Su lujuria me dio la idea, y levantándola de la silla, mientras la terminaba de desnudar, le dije:
― ¿Te apetece ayudarme con dos putitas?
― ¿Qué tengo que hacer?
―Por ahora, disfrutar―, respondí mientras la inclinaba sobre mi despacho, dejando su trasero sensualmente dispuesto.
Su culo era enorme, pero bien formado. Separando sus dos nalgas, descubrí una entrada todavía virgen. Era rosada, cerradita y mía, saber que estaba a mi disposición me provocó una brutal erección. Isabel lo notó al instante, y cogiéndose ambos cachetes con las manos, me pidió que lo hiciera con cuidado.

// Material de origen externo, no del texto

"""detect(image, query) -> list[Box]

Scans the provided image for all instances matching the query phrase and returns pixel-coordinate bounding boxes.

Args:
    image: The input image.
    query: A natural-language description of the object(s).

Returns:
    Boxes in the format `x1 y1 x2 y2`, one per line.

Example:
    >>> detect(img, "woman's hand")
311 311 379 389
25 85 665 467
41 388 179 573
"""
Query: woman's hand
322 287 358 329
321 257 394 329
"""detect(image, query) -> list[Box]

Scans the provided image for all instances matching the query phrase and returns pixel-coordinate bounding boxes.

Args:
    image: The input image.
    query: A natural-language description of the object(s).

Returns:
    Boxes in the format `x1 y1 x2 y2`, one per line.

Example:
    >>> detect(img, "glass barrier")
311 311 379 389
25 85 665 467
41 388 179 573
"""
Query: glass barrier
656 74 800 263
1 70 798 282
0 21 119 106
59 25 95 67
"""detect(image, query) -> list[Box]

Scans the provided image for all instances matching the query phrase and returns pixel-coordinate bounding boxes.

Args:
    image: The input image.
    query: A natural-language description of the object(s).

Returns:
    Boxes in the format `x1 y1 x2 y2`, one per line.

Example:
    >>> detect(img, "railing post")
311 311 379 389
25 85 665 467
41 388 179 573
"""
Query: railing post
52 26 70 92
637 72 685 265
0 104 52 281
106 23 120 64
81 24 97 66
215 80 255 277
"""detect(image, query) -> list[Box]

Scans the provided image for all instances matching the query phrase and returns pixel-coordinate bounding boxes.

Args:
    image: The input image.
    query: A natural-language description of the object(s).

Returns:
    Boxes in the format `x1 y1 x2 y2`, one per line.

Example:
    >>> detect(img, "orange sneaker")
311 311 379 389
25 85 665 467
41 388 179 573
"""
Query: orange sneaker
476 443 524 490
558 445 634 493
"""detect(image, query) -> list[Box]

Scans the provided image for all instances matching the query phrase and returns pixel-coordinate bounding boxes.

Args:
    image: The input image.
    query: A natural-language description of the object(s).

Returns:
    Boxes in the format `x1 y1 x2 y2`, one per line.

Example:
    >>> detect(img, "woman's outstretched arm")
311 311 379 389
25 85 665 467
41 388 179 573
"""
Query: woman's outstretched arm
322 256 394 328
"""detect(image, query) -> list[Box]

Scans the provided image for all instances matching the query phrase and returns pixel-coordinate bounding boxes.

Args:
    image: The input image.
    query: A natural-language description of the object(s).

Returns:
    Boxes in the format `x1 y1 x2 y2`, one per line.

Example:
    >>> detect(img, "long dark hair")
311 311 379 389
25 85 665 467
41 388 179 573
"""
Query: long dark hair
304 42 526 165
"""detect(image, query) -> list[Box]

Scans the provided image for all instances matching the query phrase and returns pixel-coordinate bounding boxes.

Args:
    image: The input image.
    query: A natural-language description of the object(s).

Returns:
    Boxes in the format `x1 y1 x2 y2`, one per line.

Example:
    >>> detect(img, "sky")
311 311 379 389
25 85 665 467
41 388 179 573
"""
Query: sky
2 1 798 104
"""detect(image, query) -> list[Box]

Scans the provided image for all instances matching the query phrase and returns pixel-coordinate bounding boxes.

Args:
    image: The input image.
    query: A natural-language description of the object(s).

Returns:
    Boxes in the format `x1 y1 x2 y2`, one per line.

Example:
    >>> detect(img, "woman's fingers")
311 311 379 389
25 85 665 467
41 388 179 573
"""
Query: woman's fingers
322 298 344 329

Pasé mi mano por su sexo, y recolectando un poco de su flujo, lo unté en su hoyuelo. La muchacha, más alterada de lo que era normal, se tumbó directamente en la mesa, dejándome hacer. Con un dedo recorrí sus bordes, antes de introducirlo en su interior. Era tentador, pero no quería destrozarla por lo que me entretuve en relajarlo antes de meter el segundo. Escuché un jadeo. Le dolía, pero no se quejaba, lo que me dio motivos para continuar. Forzando un poco sus músculos, fui encajando y sacando mis dedos hasta que desapareció la resistencia, entonces y solo entonces, acerqué mi glande a su entrada.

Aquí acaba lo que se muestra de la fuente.